Panel on veteran suicides hears from family of one fallen soldier

      House members are concerned about the mental health of veterans in Missouri, and by how many of the state’s veterans have committed suicide.  The House Interim Committee on Veterans’ Mental Health and Suicide held Wednesday its first of four scheduled hearings, this one focused on what is already available and what is being done to offer help to veterans.

Representative Dave Griffith (Photo: Tim Bommel, Missouri House Communications)

      The committee’s chairman, Representative Dave Griffith (R-Jefferson City), is a former U.S. Army 8th Special Forces Group Green Beret.  He said part of his goal with the committee is to generate awareness of the issues veterans are facing and how they can be helped. 

      “It’s meant to shine a light on mental health issues and suicide that we’ve got in the State of Missouri and what we can do with it.  It begins with the veteran community but it also goes back to what happens in each one of our communities across the state.  It doesn’t matter whether you live in the metro or whether you live in rural Missouri.  The issues are still there and we see it all the time.”

      In discussing how serious is this issue in Missouri, the Department of Mental Health’s Veterans Services Director, Jon Sabala, told the committee that in 2019 the national veteran suicide rate was 31.6.  Missouri’s rate was 43.4. 

      “Even though Missouri does not have the highest rate of veteran suicide, which is a plus, we are still very high – definitely in the top ten in the nation.  Regardless of these rates we know that any suicide death, one or more is too many, so the goal is zero,” said Sabala.

      Missouri Veterans Commission Executive Director Paul Kirchoff agreed that the state’s rate is among the worst in the country.

      “Active duty suicides are at the highest since the great depression.  176 confirmed or pending suicide deaths for active duty in 2021, 174 in 2020, 188 veteran suicides in 2019 and that’s just in Missouri, which is significantly higher than the national average or the general population’s suicide rates.”

      In talking about what various agencies are doing to offer help, Kirchoff said the Commission launched in 2021 the Veteran’s Portal, which lists hundreds of available resources for veterans and their families.

      “As you can see, the top left [on the website] is mental health.  It’s one that we know is a priority so it is prominent on our portal.  This is at veteranbenefits.mo.gov and to date … we’ve had over 20,000 hits on that site.  It’s not enough.  We need more.  We need more veterans, we need more families to know about this and know that it is a site that they can go to reach resources that they need.”

      Devin Norton is the director of the veteran treatment program at Signature Psychiatric Hospital in Kansas City.  She told the committee that current or former military personnel seeking help often find barriers that prevent or delay treatment.

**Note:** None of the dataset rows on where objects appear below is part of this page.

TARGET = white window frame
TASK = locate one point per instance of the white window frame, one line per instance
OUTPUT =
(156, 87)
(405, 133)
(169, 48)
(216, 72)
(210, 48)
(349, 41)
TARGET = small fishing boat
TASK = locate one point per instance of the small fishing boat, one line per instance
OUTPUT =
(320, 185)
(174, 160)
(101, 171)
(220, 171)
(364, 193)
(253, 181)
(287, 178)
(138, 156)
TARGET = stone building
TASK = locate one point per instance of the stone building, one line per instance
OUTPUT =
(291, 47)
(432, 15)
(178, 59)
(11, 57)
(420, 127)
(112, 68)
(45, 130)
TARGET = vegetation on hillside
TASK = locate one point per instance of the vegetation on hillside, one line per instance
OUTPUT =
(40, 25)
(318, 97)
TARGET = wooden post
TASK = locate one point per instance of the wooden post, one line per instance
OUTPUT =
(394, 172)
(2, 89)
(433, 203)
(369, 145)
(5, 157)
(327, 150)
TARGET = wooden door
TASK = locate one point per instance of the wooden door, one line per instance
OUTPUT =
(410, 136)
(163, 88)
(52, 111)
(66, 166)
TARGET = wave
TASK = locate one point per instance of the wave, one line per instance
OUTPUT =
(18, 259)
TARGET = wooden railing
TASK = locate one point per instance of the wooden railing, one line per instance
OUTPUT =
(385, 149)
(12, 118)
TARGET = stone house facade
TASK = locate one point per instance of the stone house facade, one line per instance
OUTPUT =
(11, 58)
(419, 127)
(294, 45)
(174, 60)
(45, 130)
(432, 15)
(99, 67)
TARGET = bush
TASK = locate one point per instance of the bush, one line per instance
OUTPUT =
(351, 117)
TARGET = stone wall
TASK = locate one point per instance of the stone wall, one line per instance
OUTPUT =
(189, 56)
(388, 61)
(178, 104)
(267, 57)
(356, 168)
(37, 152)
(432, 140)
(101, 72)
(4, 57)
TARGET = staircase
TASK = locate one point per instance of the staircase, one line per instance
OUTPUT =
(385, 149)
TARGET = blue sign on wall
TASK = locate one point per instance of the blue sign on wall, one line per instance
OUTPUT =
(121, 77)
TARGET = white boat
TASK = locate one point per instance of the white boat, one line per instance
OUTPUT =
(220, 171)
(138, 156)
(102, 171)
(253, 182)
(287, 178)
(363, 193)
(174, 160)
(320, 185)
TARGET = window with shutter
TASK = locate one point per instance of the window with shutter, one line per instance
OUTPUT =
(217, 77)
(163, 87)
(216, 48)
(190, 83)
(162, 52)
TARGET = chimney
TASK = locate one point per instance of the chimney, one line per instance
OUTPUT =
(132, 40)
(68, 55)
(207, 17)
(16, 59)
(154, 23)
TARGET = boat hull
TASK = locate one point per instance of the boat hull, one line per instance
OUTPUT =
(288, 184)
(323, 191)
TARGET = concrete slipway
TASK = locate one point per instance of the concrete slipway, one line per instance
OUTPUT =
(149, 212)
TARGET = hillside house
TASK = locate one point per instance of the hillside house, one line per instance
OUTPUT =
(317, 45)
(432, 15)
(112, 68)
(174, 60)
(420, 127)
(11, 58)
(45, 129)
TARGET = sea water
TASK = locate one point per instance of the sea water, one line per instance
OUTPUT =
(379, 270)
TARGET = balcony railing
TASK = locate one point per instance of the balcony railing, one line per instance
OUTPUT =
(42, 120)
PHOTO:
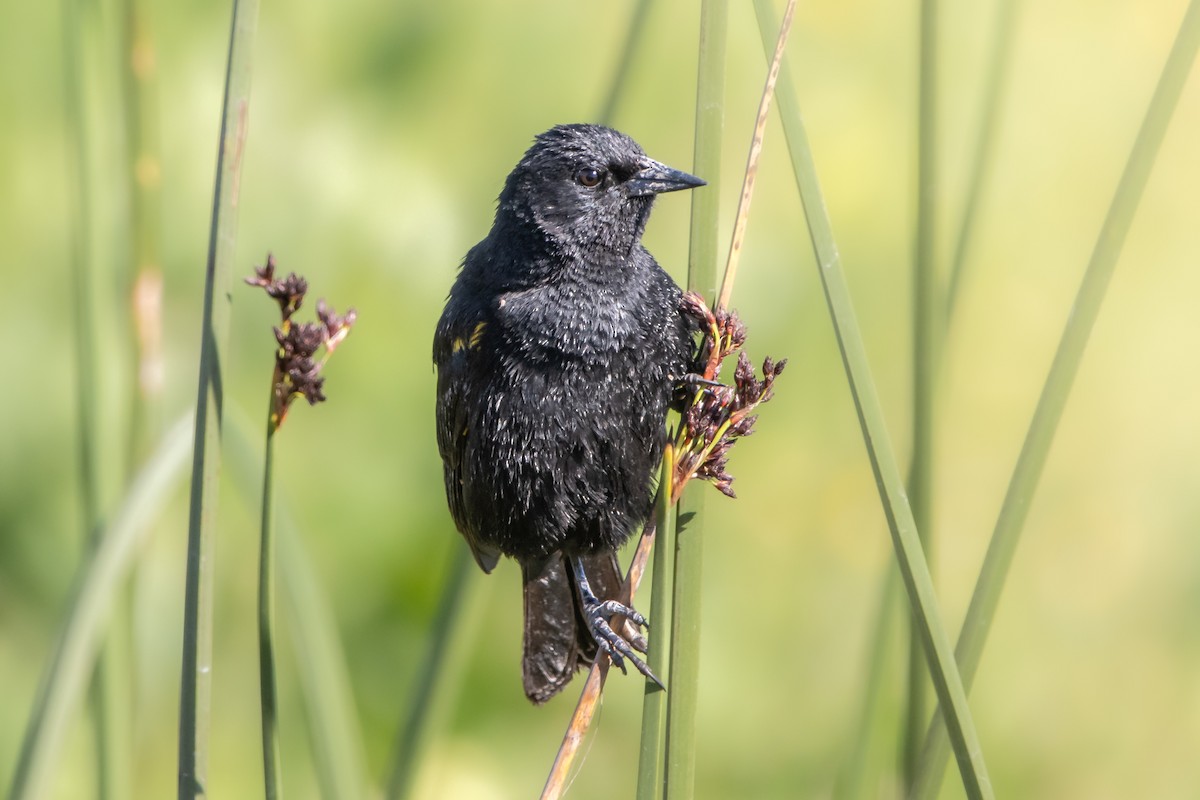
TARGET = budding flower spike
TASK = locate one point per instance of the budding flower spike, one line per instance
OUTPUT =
(297, 371)
(719, 414)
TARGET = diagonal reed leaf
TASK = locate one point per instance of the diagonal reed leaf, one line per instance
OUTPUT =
(1059, 382)
(90, 605)
(910, 557)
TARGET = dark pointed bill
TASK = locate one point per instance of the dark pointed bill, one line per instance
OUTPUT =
(657, 179)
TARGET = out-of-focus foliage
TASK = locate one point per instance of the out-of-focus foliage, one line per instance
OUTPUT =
(379, 134)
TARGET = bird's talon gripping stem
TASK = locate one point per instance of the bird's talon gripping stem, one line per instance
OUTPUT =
(609, 641)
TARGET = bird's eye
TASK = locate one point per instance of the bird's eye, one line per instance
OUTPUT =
(589, 176)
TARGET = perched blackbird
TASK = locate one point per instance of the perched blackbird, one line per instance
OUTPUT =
(558, 354)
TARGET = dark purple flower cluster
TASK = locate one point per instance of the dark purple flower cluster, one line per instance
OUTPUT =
(297, 371)
(719, 414)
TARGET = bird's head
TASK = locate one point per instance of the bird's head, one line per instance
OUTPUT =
(587, 188)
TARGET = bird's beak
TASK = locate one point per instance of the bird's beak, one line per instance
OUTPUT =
(657, 179)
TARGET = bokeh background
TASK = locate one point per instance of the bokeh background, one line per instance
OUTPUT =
(379, 136)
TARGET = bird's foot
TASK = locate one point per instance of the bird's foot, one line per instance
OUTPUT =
(599, 617)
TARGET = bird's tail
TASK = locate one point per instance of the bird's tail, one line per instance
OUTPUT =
(557, 639)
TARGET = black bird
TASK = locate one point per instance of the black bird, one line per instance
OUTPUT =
(558, 353)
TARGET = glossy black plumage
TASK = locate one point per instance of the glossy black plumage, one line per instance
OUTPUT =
(558, 354)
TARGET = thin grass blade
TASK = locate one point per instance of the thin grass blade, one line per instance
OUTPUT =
(1062, 374)
(927, 340)
(652, 755)
(93, 600)
(684, 582)
(197, 668)
(910, 557)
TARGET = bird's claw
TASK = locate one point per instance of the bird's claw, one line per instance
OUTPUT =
(613, 644)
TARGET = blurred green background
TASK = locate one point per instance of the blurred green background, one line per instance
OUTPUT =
(379, 136)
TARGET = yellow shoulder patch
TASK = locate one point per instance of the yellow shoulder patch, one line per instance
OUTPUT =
(459, 343)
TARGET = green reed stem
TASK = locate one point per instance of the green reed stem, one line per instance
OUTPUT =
(684, 671)
(197, 668)
(913, 569)
(268, 692)
(91, 601)
(928, 331)
(1059, 382)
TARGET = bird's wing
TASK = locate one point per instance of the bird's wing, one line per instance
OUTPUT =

      “For example I have a veteran right now that is going through the program and he was hospitalized for suicide ideation in March … and has been working since March to ge approval from the Veterans Administration to come in for treatment, and he just got it two weeks ago,” said Norton.  “His risk factors present for completion of suicide were very high:  No support system; long history of trauma; several deployments; no current providers, so he was very high risk.”

      Norton said this individual successfully entered treatment because he was persistent, but said many veterans don’t know how to advocate for themselves and don’t trust the system with which they must deal.

      The committee closed Wednesday’s session with testimony from the family of Lieutenant Colonel Matt Brown.  Brown was a loved and well known husband and father of three.  He served in the Army National Guard which included a 14-month deployment to Afghanistan in 2009, and was about to take command of the 203rd Engineer Battalion.  He took his own life in November of last year.

      Brown’s wife, Kelly, spoke to the committee in the hope of using her family’s experience to break the stigma associated with mental health and to play a role in preventing more such tragedies.

      “Matt had trauma very early in life that was completely unresolved.  Then you take into consideration the two career paths that Matt chose:  law enforcement and military.  We all know there’s an expectation for those guys to remain strong and to not look weak, so the effects of all of his trauma were just stuffed away,” said Kelly. 

      She said the stigma surrounding mental health issues must be addressed as a root of the problem.

      “Military leaders need mandatory education on how trauma physically changes your brain … we cannot expect someone who has experienced a trauma to be approached the same.  They don’t have the same set of coping skills that people without trauma have, so training would be high on the list, I would think, of things to be important.”

      Brown’s daughter, Bailey Blackman, told the committee that she never expected her father to take his own life.

      “Unfortunately I don’t have many answers or solutions.  I just need everyone to understand how real this is and that it can happen to anyone.”

      The committee will meet again in August.